SA arms makers are unlikely to be among those with long faces. Whoever got the nod, the SA defence industry was going to be the winner. The industrial participation requirement of the tenders set minimum investment and procurement levels to guarantee work for the local defence industry *1.

From those who began to sense they were on a losing wicket, there has been no dearth of stories suggesting impropriety by SA officials *2, rarely - if ever - followed up with tangible evidence *3. Then, at the defence exhibition Dexsa '98 in Pretoria this week, a whining sound that had nothing to do with jet engines warming up became audible. It was the unmistakable sound of weapons merchants who had realised that they had made inadequate countertrade offers, or that their additional bountiful promises *4, submitted after the tender's closing date, had perhaps come too late to swing the process around.

But if there have been few hard facts regarding gerrymandering, there has certainly been a hard sell. At least one prime minister is said to have phoned Deputy President Thabo Mbeki on Tuesday night from the Pacific Rim summit in a last ditch attempt *5 to sell a system that was already well on the skids.

Canada was left empty-handed, France will at best get work through subsystems *6. Some say they did not understand how serious SA was about getting investment in return for purchases. Others believe they relied too heavily on political contacts *7 and did too little research.

Russia and the Czech Republic, shortlisted to supply the lead-in fighter trainer, seemed to accept the inevitability of the decision against them.

For Spain, the status as also-ran was particularly painful. After all, Bazan appeared to have the corvette contract in the bag *8 when it was initially adjudicated before the two year long defence review.

With acknowledgements to Stephen Laufer and Business Day.



*1       What kind of dumb procurement policy guarantees work for the local defence industry for 5 or even 10 years and then nothing.


*2      This was November 1998; in June 2007 there is still no dearth of stories suggesting impropriety by SA officials.

Because these stories are true stories.


*3      How was it possible to get hard evidence in November 1998?

The contracts were only signed a year later and the money, including the bribe money flowed even later in the April/May 2000 timeframe.

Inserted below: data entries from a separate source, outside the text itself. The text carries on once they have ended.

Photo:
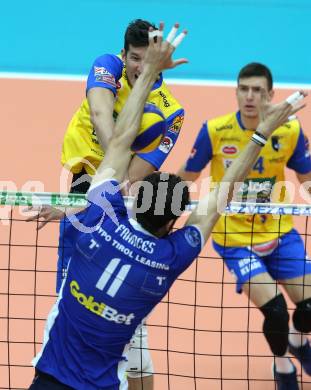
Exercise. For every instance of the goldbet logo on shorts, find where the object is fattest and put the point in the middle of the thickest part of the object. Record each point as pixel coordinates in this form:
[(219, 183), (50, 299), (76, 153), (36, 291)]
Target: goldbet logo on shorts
[(229, 149), (99, 308)]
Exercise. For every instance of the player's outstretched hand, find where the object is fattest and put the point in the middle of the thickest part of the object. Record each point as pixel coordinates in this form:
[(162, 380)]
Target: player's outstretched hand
[(273, 116), (159, 52), (44, 215)]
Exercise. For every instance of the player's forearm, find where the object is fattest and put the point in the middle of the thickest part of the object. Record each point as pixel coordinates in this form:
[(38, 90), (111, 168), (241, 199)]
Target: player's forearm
[(129, 119)]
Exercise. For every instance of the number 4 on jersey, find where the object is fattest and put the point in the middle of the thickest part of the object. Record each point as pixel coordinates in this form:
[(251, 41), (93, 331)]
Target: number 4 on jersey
[(259, 165), (108, 274)]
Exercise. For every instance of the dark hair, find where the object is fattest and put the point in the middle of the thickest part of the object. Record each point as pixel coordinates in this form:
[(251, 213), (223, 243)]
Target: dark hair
[(255, 69), (162, 197), (136, 34)]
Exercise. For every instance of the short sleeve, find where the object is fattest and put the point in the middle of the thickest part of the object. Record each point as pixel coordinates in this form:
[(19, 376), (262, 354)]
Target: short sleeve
[(105, 73), (300, 160), (105, 200), (188, 243), (201, 152), (159, 155)]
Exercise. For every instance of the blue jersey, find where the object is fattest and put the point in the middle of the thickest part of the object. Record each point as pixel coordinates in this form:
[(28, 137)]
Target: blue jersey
[(118, 272)]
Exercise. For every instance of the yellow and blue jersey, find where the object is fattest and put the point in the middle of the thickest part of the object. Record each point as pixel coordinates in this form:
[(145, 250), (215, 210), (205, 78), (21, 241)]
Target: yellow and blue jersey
[(117, 273), (80, 146), (220, 141)]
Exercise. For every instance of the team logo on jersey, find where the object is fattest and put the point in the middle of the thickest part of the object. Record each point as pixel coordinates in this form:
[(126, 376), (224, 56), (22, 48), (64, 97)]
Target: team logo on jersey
[(227, 162), (164, 98), (229, 149), (225, 127), (99, 308), (101, 71), (103, 76), (166, 145), (192, 236), (193, 152), (176, 125), (275, 143)]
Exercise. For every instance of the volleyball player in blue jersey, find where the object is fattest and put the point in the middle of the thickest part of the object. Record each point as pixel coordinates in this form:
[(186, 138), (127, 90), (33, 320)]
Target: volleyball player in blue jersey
[(121, 267)]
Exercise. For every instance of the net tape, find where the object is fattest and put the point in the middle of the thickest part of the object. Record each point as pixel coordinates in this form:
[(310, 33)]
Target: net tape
[(79, 200)]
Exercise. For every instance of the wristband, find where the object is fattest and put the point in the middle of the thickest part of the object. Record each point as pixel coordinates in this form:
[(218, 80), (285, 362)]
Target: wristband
[(259, 139)]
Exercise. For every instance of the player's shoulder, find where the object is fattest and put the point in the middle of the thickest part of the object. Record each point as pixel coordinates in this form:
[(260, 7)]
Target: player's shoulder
[(222, 123), (108, 62)]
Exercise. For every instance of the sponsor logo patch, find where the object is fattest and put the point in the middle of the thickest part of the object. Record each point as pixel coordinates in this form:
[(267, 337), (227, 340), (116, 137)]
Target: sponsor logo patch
[(229, 149), (166, 145), (275, 143), (176, 125), (192, 236)]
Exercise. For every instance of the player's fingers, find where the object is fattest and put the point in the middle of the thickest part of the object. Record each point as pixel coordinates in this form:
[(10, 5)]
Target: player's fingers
[(297, 108), (172, 33), (177, 41), (41, 224), (160, 33), (32, 218), (296, 97), (180, 61)]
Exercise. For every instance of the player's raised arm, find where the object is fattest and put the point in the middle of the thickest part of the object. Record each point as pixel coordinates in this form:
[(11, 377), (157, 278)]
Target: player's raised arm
[(158, 57), (209, 208)]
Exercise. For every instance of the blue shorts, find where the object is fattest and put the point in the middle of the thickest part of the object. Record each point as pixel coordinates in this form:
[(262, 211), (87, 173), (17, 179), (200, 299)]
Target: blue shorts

But people were talking then and alot of what they heard and told to the likes of Patricia de Lille and even the Secretary for Defence and then the Acting Secretary for Defence were very, very true.


*4      Wrong, it was the merchants who made the bountiful and mainly unachievable promises that won the contracts.

The merchants who made the obligatory and mainly achievable promises that lost the contracts.


*5      My information is that this was Jacques Chirac whose country then got compensated for losing the prime contracts, by increasing there participation in the secondary contracts.

This is where Thomson-CSF comes in with its R2,599 billion contract for the corvette combat suite, with their French Tavitac Combat Management System (CMS) replacing the South African Action Information System (AIS), Weapon Control system (WCS) and Information Management System (IMS).

Other French systems were also selected to increase the French share and placate the angry Chirac; the Ship-Ship Missile (SSM), the Search and Surveillance Radar (SSR), Hullmount Sonar (HMS) and Internal Communication System (ICS).


*6      Tell me it ain't so.


*7      Wrong - the successful merchants relied heavily on the right political contacts; the unsuccessful merchants relied heavily on the wrong political contacts.


*8      Until Mbeki and Chippy Shaik lifted the German Meko 200AS from zero to hero.